"NuSTAR will give us a unique look at the Sun, from the deepest to the highest parts of its atmosphere," said David Smith, a solar physicist and member of the NuSTAR team at University of California, Santa Cruz.

This first solar image from NuSTAR demonstrates that the telescope can, in fact, gather data about the Sun. With NuSTAR's high-energy views, it has the potential to capture hypothesised nanoflares - smaller versions of the Sun's giant flares that erupt with charged particles and high-energy radiation.

Nanoflares, should they exist, may explain why the Sun's outer atmosphere, called the corona, is sizzling hot, a mystery called the 'coronal heating problem'.

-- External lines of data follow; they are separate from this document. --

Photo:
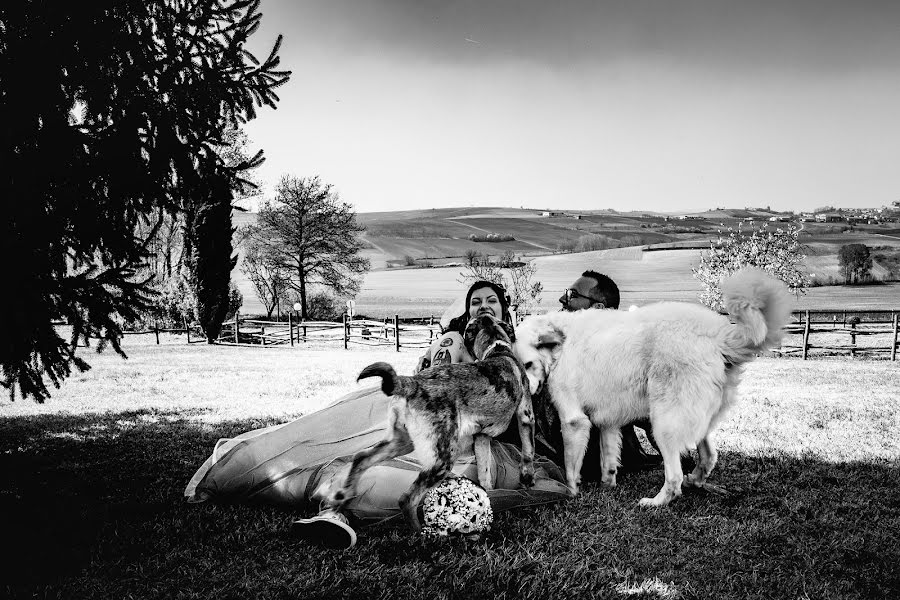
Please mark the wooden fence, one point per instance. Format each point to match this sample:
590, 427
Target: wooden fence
410, 333
842, 332
811, 333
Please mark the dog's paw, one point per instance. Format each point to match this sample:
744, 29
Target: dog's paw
526, 477
609, 479
650, 503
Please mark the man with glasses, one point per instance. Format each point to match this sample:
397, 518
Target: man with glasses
597, 291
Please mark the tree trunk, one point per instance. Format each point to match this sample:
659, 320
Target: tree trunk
303, 310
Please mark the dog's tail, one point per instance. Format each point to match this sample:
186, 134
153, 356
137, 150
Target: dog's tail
391, 383
760, 307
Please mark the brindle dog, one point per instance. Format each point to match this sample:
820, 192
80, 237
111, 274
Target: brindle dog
436, 408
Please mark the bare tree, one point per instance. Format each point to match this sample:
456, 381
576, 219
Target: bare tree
312, 237
260, 266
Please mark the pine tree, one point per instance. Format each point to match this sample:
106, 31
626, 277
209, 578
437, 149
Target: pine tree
113, 115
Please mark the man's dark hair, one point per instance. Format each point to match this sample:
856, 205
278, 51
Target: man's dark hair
605, 290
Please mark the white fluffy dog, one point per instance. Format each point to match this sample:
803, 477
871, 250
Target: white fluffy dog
674, 362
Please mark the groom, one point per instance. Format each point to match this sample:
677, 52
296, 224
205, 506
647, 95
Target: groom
595, 291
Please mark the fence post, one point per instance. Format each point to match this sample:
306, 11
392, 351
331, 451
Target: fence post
806, 335
894, 345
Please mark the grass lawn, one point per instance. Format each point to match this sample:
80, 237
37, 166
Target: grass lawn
93, 483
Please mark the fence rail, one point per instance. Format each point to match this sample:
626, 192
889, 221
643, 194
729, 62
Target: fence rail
415, 333
855, 333
841, 332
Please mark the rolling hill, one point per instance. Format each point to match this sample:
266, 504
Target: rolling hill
436, 237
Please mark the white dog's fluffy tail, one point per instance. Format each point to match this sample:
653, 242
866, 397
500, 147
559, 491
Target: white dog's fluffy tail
760, 306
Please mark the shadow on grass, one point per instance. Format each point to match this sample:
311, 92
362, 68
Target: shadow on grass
94, 508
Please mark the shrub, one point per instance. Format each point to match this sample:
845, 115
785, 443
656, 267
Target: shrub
777, 252
566, 246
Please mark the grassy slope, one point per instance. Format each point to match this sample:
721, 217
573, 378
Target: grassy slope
658, 276
93, 484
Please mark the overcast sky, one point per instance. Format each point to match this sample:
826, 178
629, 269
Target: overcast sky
662, 105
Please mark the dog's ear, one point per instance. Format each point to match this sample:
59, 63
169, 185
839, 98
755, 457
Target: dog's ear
551, 341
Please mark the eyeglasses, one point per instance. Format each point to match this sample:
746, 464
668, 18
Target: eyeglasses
570, 293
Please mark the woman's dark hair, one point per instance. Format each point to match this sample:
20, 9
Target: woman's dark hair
458, 324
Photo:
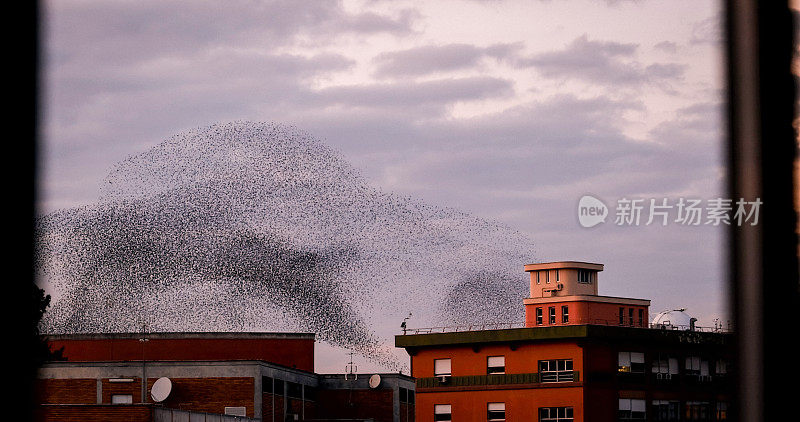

The corona is, on average, one million degrees Celsius while the surface of the Sun is relatively cooler at 6,000 degrees Celsius.

It is like a flame coming out of an ice cube. Nanoflares, in combination with flares, may be sources of the intense heat. If NuSTAR can catch nanoflares in action, it may help solve this decades-old puzzle.

"NuSTAR will be exquisitely sensitive to the faintest X-ray activity happening in the solar atmosphere, and that includes possible nanoflares," Smith said.

Future images will provide even better data as the Sun winds down in its solar cycle, NASA said in a statement.